She had grown up in a family where serving and giving were very high values, which is obviously good. It trained her to stand up for people, to ask on behalf of others and to use her power to get for others what they could not get for themselves. It had a moral high ground. But that same environment also taught her that wanting something for oneself is “selfish, prideful and self-centered.” She learned early that selfishness was one of the greatest of evils. But, as it was defined for her, it included not only the “I want it all for me” kind of selfishness we all deplore, but also the idea that wanting anything for yourself is bad. So her relationship with the words “I want” was one that prompted an internal tongue lashing if she ever got close to uttering them. She felt guilty for wanting such a thing and felt she should be thinking about others and not herself. Understandably, she developed a pattern of not asking for things for herself.

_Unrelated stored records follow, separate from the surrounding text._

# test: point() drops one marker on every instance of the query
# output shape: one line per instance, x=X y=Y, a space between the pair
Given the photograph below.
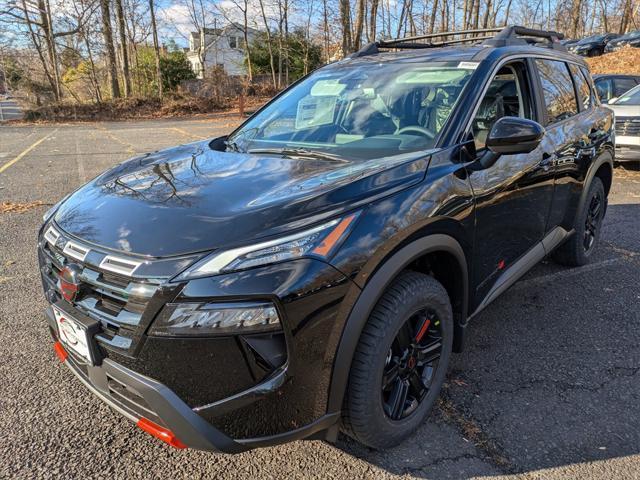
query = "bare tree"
x=345 y=23
x=123 y=47
x=156 y=47
x=107 y=33
x=267 y=29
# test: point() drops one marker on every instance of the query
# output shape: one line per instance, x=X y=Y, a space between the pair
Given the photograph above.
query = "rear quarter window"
x=557 y=88
x=582 y=88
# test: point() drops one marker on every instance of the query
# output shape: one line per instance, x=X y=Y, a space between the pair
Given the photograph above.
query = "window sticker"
x=314 y=111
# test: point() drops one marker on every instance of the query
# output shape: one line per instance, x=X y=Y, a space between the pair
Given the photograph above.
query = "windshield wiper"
x=232 y=146
x=298 y=152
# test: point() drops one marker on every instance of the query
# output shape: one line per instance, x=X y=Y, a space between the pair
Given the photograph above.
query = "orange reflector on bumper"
x=162 y=433
x=60 y=351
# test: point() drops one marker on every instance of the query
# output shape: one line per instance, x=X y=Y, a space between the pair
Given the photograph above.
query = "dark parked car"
x=592 y=46
x=614 y=85
x=315 y=269
x=567 y=42
x=632 y=39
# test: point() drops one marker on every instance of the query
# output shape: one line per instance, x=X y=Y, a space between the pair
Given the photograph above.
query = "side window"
x=508 y=95
x=557 y=87
x=594 y=95
x=604 y=87
x=584 y=92
x=622 y=85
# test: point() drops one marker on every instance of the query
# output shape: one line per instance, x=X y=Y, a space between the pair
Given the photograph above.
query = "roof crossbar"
x=391 y=43
x=495 y=37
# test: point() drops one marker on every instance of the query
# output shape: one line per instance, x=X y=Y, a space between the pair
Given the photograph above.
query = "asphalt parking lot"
x=547 y=387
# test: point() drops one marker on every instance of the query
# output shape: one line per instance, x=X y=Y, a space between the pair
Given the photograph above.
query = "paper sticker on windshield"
x=314 y=111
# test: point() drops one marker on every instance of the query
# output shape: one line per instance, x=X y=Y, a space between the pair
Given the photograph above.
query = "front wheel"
x=587 y=228
x=400 y=362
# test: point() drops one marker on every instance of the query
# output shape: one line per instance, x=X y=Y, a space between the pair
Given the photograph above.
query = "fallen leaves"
x=16 y=207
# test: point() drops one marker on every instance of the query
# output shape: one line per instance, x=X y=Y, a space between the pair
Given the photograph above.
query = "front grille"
x=117 y=301
x=628 y=126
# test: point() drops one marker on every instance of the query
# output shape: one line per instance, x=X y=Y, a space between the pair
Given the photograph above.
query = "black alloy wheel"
x=593 y=221
x=411 y=364
x=400 y=362
x=587 y=227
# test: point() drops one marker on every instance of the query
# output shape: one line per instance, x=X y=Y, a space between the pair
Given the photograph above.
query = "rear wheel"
x=588 y=225
x=400 y=362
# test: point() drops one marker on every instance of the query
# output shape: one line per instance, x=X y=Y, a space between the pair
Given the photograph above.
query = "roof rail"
x=516 y=35
x=495 y=37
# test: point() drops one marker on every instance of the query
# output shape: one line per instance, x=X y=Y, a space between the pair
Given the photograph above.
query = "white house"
x=221 y=47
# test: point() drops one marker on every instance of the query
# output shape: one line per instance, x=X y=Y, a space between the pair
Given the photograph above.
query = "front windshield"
x=632 y=97
x=366 y=111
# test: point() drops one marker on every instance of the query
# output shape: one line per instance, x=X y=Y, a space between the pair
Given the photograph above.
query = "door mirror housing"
x=513 y=135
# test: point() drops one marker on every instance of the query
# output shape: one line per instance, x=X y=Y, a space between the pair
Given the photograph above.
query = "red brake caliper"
x=423 y=330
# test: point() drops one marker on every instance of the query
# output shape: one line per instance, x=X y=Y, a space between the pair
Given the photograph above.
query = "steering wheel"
x=418 y=129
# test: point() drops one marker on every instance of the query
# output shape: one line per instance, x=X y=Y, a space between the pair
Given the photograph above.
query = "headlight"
x=320 y=242
x=201 y=319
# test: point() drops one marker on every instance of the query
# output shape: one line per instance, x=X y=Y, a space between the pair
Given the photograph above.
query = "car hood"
x=191 y=198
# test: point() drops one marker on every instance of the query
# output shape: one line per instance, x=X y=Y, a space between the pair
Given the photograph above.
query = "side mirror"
x=513 y=135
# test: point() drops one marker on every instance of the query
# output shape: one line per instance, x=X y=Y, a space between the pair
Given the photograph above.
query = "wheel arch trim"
x=369 y=296
x=604 y=158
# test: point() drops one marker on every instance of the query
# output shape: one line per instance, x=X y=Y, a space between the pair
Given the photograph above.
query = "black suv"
x=315 y=270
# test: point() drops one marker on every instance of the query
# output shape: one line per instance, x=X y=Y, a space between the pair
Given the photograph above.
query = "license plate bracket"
x=77 y=335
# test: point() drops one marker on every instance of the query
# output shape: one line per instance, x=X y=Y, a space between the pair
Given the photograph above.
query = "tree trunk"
x=156 y=47
x=36 y=44
x=506 y=15
x=373 y=17
x=432 y=20
x=325 y=28
x=47 y=28
x=269 y=45
x=247 y=48
x=345 y=22
x=123 y=48
x=576 y=9
x=476 y=15
x=487 y=13
x=107 y=32
x=357 y=36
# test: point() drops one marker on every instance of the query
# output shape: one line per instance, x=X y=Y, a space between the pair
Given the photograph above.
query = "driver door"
x=513 y=196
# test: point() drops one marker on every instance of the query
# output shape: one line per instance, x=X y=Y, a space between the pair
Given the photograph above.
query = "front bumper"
x=139 y=397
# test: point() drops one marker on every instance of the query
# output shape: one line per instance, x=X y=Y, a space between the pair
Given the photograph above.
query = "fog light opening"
x=160 y=433
x=60 y=351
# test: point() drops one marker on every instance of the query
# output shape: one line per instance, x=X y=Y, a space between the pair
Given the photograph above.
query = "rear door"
x=575 y=129
x=513 y=196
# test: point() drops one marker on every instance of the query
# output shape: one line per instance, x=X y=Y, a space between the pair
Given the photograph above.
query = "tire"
x=369 y=408
x=575 y=252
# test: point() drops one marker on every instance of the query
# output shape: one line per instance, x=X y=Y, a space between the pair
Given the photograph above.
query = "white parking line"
x=24 y=152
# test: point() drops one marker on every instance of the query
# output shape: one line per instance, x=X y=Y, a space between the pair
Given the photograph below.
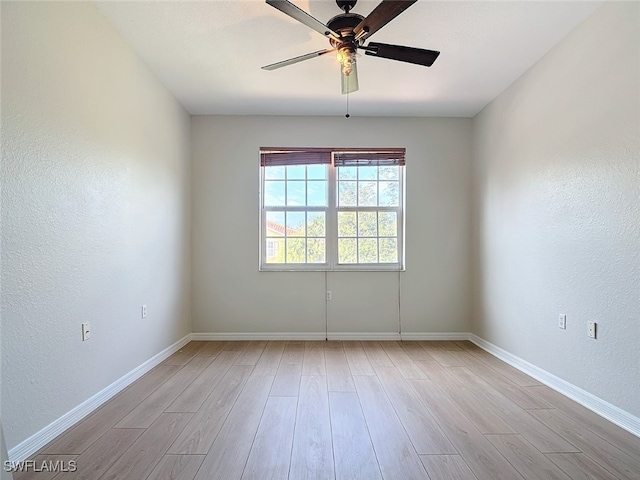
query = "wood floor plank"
x=202 y=430
x=415 y=351
x=354 y=456
x=270 y=359
x=504 y=369
x=483 y=459
x=432 y=345
x=287 y=380
x=185 y=354
x=524 y=397
x=482 y=415
x=43 y=467
x=293 y=352
x=356 y=358
x=147 y=411
x=407 y=367
x=192 y=398
x=145 y=453
x=526 y=459
x=534 y=431
x=97 y=459
x=236 y=345
x=425 y=433
x=270 y=455
x=230 y=450
x=83 y=435
x=313 y=361
x=602 y=452
x=338 y=373
x=396 y=456
x=177 y=467
x=579 y=466
x=312 y=454
x=212 y=349
x=467 y=345
x=452 y=358
x=447 y=467
x=625 y=441
x=376 y=354
x=251 y=354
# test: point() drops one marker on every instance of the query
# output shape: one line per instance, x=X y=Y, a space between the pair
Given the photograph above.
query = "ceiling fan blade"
x=418 y=56
x=303 y=17
x=301 y=58
x=349 y=82
x=386 y=11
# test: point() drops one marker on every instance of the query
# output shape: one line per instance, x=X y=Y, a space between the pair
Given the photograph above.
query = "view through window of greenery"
x=328 y=216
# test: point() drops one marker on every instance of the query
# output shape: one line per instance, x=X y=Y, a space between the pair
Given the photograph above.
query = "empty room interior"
x=237 y=245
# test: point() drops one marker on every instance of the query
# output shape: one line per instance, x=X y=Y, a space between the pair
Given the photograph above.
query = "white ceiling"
x=209 y=54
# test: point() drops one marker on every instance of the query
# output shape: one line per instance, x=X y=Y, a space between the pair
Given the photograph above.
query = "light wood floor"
x=343 y=410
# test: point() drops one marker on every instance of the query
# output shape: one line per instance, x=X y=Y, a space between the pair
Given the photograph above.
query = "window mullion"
x=332 y=219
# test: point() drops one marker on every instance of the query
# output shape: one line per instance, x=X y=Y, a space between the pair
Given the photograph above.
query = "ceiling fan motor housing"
x=346 y=5
x=344 y=25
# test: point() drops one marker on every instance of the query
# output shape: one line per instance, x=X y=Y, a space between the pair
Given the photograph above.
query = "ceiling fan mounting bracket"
x=344 y=25
x=346 y=5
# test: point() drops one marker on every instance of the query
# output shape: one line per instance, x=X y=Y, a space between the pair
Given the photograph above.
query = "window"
x=338 y=209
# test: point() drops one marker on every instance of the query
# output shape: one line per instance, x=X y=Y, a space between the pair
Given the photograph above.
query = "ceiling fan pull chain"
x=347 y=115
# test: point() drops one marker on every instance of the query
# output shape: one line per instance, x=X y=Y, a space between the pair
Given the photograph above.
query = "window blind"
x=275 y=158
x=379 y=158
x=351 y=157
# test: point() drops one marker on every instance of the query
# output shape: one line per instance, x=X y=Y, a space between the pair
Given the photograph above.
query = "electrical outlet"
x=86 y=332
x=562 y=321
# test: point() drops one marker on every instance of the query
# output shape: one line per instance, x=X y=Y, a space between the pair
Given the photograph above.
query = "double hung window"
x=332 y=209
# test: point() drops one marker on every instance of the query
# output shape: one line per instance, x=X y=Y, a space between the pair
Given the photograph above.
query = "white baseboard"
x=329 y=335
x=362 y=336
x=616 y=415
x=612 y=413
x=231 y=336
x=445 y=336
x=35 y=442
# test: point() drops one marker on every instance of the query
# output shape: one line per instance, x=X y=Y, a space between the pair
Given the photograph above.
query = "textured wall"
x=230 y=295
x=95 y=211
x=557 y=230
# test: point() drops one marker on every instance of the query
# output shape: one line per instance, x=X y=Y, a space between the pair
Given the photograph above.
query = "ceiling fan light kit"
x=347 y=33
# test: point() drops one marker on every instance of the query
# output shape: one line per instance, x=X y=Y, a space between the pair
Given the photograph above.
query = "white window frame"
x=331 y=226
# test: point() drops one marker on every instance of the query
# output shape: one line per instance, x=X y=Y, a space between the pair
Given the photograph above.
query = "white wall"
x=231 y=295
x=557 y=191
x=95 y=211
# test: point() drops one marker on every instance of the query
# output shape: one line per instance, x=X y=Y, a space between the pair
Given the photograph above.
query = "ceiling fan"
x=347 y=33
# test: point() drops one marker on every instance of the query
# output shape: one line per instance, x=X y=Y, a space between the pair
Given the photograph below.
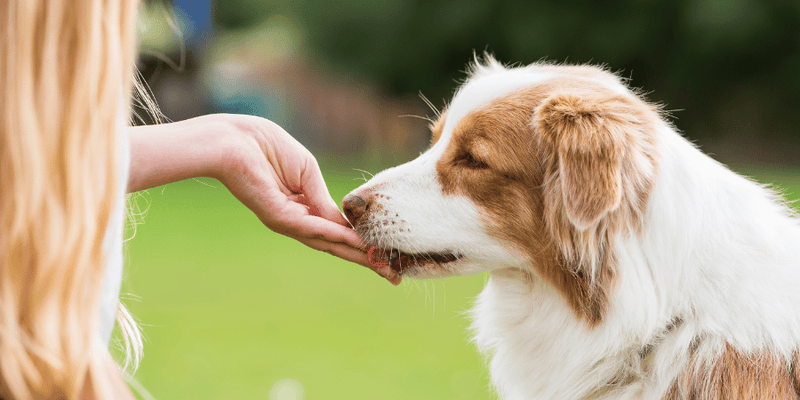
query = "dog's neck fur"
x=730 y=278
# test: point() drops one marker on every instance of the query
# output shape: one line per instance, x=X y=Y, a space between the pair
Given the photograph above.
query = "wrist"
x=198 y=147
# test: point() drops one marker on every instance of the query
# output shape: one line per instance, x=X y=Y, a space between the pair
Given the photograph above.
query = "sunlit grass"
x=234 y=311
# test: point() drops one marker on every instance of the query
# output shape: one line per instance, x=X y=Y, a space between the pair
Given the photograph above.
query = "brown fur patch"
x=734 y=375
x=557 y=167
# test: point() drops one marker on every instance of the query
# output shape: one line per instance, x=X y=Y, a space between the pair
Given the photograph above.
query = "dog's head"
x=539 y=168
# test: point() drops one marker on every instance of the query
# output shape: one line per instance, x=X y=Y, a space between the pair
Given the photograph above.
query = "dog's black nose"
x=354 y=207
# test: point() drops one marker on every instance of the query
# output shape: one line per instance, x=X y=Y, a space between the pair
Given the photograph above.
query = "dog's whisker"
x=371 y=175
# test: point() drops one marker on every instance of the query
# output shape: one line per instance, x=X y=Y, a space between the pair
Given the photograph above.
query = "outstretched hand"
x=280 y=181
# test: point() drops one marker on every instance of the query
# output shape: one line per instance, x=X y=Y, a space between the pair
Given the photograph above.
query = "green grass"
x=230 y=308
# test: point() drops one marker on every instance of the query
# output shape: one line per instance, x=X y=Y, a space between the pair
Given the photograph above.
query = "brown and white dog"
x=625 y=264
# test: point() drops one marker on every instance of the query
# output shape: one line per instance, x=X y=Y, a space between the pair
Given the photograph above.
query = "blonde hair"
x=66 y=68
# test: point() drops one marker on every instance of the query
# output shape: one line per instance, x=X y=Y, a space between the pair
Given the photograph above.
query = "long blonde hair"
x=65 y=68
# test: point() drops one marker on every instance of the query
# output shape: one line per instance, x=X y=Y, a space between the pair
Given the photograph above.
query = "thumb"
x=318 y=196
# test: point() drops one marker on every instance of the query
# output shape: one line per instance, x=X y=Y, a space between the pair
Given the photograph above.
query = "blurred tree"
x=734 y=65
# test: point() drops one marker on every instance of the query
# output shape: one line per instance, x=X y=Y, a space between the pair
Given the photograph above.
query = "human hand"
x=280 y=181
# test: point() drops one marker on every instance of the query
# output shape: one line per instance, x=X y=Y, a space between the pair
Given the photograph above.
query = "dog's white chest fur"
x=625 y=264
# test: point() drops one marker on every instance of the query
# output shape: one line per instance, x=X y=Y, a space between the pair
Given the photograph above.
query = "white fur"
x=718 y=251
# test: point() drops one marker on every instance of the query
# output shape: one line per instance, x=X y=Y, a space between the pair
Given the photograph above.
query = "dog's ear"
x=583 y=138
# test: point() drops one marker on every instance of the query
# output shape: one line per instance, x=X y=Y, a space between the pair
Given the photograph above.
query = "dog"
x=625 y=263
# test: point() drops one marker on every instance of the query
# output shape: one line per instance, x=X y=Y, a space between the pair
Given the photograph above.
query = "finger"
x=317 y=194
x=310 y=226
x=340 y=250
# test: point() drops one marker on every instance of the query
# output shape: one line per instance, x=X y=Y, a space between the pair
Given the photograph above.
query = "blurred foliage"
x=731 y=64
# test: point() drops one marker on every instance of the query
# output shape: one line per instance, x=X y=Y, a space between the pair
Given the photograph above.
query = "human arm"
x=262 y=165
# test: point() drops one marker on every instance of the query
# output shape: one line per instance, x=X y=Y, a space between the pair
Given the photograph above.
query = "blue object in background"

The takeaway here is twofold. First, you may have a pattern with certain words that you have never noticed and that pattern is the reason you find yourself in unwanted situations. Second, that pattern was learned in experiences that have been engraved in you and have made their mark. They are now a part of the way you automatically operate. It is time to become aware of your autopilot behaviors and get your hands back on the wheel of your words and your choices. You would do well to see where you learned not to say what you want or think or will or won’t do. There were probably good reasons you did that, but it is time to realize that those days are over and what might have served you well then is not helping you now.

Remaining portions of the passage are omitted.